Monday, February 26, 2007

Property

Amy Ridenour notes that Peyton Knight is nonplussed by a Loudoun County Virginia “smart-growth,” “environmentalist” - one Andrea McGimsey. McGimsey favors a massive Federal initiative to rescind property rights, the “Journey Through Hallowed Ground.” Aside from "slow bleed," the Left always seems to have nice labels.

McGimsey’s puzzling question, “Whose taxes are paying for your property rights?”, she purports to answer in the same breath, “Mine are.” To rational beings, this is indeed bizarre. Unless McGimsey thinks she has some ownership interest in your property, how can her property taxes be relevant? I will suggest some possible translations.

McGimsey could say this because she believes property rights are rights granted by the government, not rights the government cannot take away. In this scenario, when the government takes your money, it grants you provisionary property rights. Property taxes are tribute. McGimsey thinks she has an ownership interest in your property, ipso facto, because a government exists. I favor this explanation, but there are others.

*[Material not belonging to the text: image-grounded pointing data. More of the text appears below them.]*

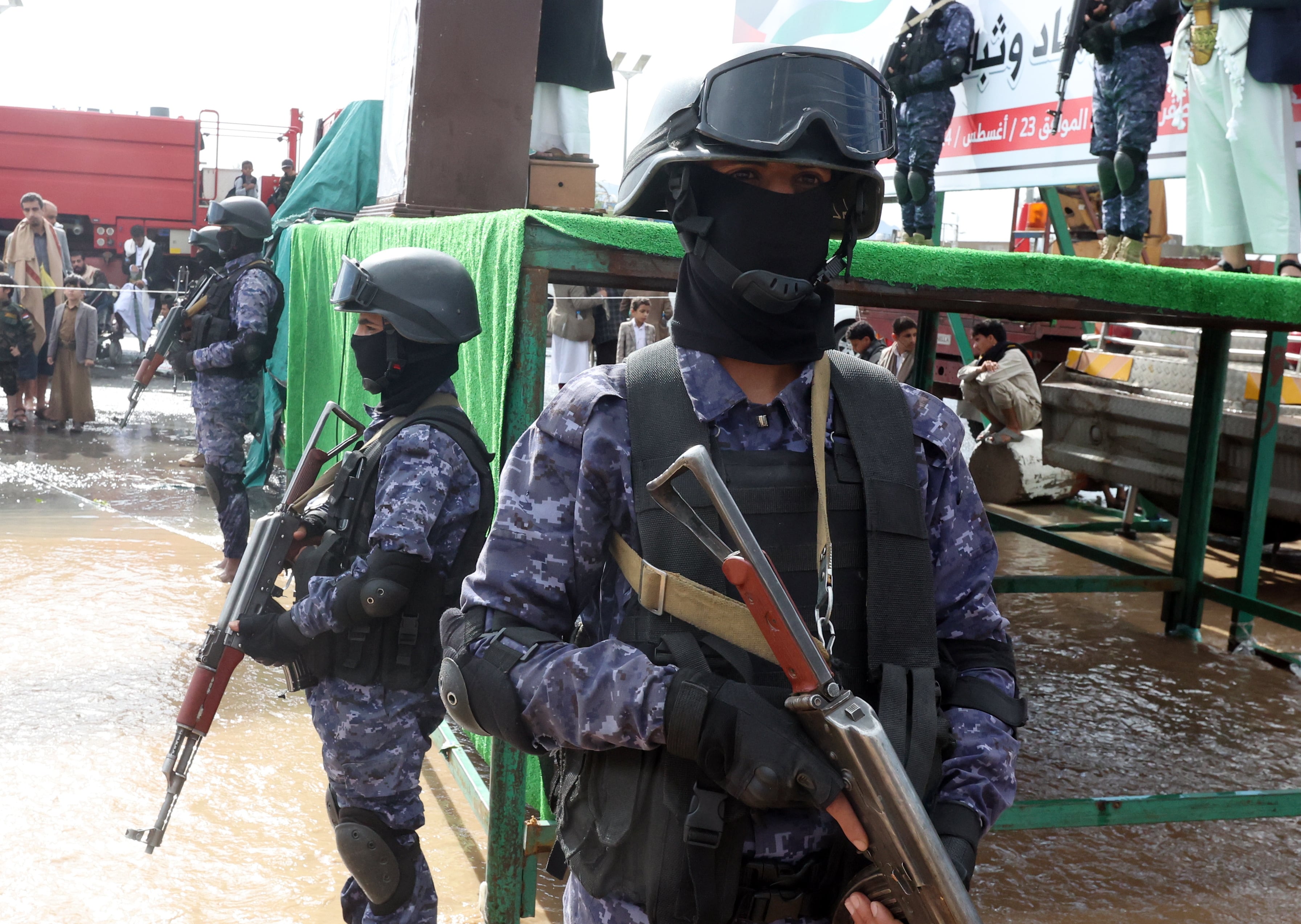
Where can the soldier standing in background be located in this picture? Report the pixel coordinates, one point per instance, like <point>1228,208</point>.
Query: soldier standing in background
<point>401,530</point>
<point>933,55</point>
<point>231,343</point>
<point>1128,88</point>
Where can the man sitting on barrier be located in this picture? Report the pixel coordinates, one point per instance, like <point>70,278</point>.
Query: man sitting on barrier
<point>562,645</point>
<point>1000,385</point>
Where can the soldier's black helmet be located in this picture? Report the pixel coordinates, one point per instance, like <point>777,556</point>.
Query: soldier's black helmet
<point>245,214</point>
<point>785,103</point>
<point>426,295</point>
<point>206,239</point>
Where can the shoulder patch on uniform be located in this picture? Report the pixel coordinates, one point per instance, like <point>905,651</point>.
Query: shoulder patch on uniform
<point>936,422</point>
<point>569,413</point>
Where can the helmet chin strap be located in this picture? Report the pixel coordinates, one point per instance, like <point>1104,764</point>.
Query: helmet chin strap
<point>767,291</point>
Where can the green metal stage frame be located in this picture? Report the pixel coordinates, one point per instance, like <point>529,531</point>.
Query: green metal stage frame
<point>517,837</point>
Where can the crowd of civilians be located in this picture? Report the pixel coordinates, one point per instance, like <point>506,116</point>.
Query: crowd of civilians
<point>598,326</point>
<point>55,310</point>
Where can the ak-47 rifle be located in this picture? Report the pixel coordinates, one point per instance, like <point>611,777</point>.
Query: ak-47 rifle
<point>1070,49</point>
<point>253,591</point>
<point>910,872</point>
<point>189,304</point>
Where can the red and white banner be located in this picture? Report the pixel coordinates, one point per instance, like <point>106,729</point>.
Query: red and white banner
<point>1001,131</point>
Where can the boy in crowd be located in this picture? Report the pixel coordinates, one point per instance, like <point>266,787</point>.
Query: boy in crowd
<point>864,341</point>
<point>900,356</point>
<point>17,332</point>
<point>638,331</point>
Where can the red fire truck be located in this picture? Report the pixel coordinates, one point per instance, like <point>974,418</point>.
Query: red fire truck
<point>109,172</point>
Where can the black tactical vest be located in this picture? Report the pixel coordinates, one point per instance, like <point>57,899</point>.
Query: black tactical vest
<point>400,653</point>
<point>214,323</point>
<point>924,47</point>
<point>624,814</point>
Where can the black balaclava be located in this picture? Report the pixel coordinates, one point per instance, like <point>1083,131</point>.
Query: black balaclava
<point>233,245</point>
<point>406,378</point>
<point>755,228</point>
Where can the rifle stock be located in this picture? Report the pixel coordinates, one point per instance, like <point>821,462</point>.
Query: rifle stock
<point>1070,50</point>
<point>253,591</point>
<point>909,868</point>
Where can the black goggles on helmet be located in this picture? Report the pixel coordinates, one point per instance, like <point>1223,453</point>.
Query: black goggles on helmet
<point>768,99</point>
<point>353,287</point>
<point>218,214</point>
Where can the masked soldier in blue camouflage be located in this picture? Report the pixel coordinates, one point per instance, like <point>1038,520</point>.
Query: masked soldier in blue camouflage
<point>400,530</point>
<point>1128,88</point>
<point>229,344</point>
<point>929,58</point>
<point>685,793</point>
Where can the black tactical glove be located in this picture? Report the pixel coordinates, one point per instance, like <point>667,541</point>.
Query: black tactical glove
<point>314,521</point>
<point>271,638</point>
<point>181,360</point>
<point>1100,42</point>
<point>756,751</point>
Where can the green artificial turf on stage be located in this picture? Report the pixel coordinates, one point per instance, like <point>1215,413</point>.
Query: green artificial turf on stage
<point>1225,295</point>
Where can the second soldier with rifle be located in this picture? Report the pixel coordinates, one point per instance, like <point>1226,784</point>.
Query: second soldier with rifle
<point>929,58</point>
<point>400,529</point>
<point>229,344</point>
<point>685,792</point>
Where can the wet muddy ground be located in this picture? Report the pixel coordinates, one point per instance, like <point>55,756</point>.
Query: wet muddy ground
<point>106,550</point>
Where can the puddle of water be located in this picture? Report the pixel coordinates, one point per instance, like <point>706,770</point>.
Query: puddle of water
<point>102,615</point>
<point>102,619</point>
<point>1117,710</point>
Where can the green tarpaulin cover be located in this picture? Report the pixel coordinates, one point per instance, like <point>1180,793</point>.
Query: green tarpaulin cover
<point>341,175</point>
<point>491,245</point>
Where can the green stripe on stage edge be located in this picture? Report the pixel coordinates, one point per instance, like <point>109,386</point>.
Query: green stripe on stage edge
<point>1150,810</point>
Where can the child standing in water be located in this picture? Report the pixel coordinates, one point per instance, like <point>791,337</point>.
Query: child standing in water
<point>17,334</point>
<point>73,339</point>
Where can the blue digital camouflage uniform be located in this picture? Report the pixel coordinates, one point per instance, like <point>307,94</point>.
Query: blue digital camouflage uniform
<point>1127,97</point>
<point>225,407</point>
<point>375,740</point>
<point>568,482</point>
<point>923,119</point>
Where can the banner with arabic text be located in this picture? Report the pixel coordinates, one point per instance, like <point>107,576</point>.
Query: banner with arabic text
<point>1001,135</point>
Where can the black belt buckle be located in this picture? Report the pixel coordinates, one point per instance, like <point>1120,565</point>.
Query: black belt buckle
<point>704,826</point>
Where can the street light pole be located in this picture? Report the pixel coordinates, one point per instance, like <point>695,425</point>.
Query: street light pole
<point>627,90</point>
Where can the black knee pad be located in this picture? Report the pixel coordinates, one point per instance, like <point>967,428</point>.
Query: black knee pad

McGimsey could mean that without government to enforce contract law, private property would be a meaningless phrase. This has some merit. However, we suspect this is not her meaning because she says it in order to counter arguments favoring limited government. She argues that her property taxes enable, and therefore circumscribe, your property rights. This can only be an argument from privilege.

A bald statement of her position leads us to a third interpretation, related to the meaning of the term "rights." Ms. McGimsey may be convinced that her enjoyment of the rural character of Loudoun County trumps the rights of other property owners. She expects that paying taxes justifies total control of her environmental ambience. This might be summarized as - "I pay property taxes, in part, to protect the value of my property. My property will be worth more if I restrict how you use yours."

In passing we should note that the Center for Public Policy Research...”disapproved of the proposed management entity that would control the JTHG because taxpayers would have no say in determining its leadership.” And well they should disapprove: This is Confiscation without Representation.

Statists believe they have the right to constrain your pursuit of life, liberty and happiness in favor of their definition of greater good. As voters, this makes them troubling. As bureaucrats it makes them dangerous. Ms. McGimsey appears to qualify twice. She favors eminent domain by stealth.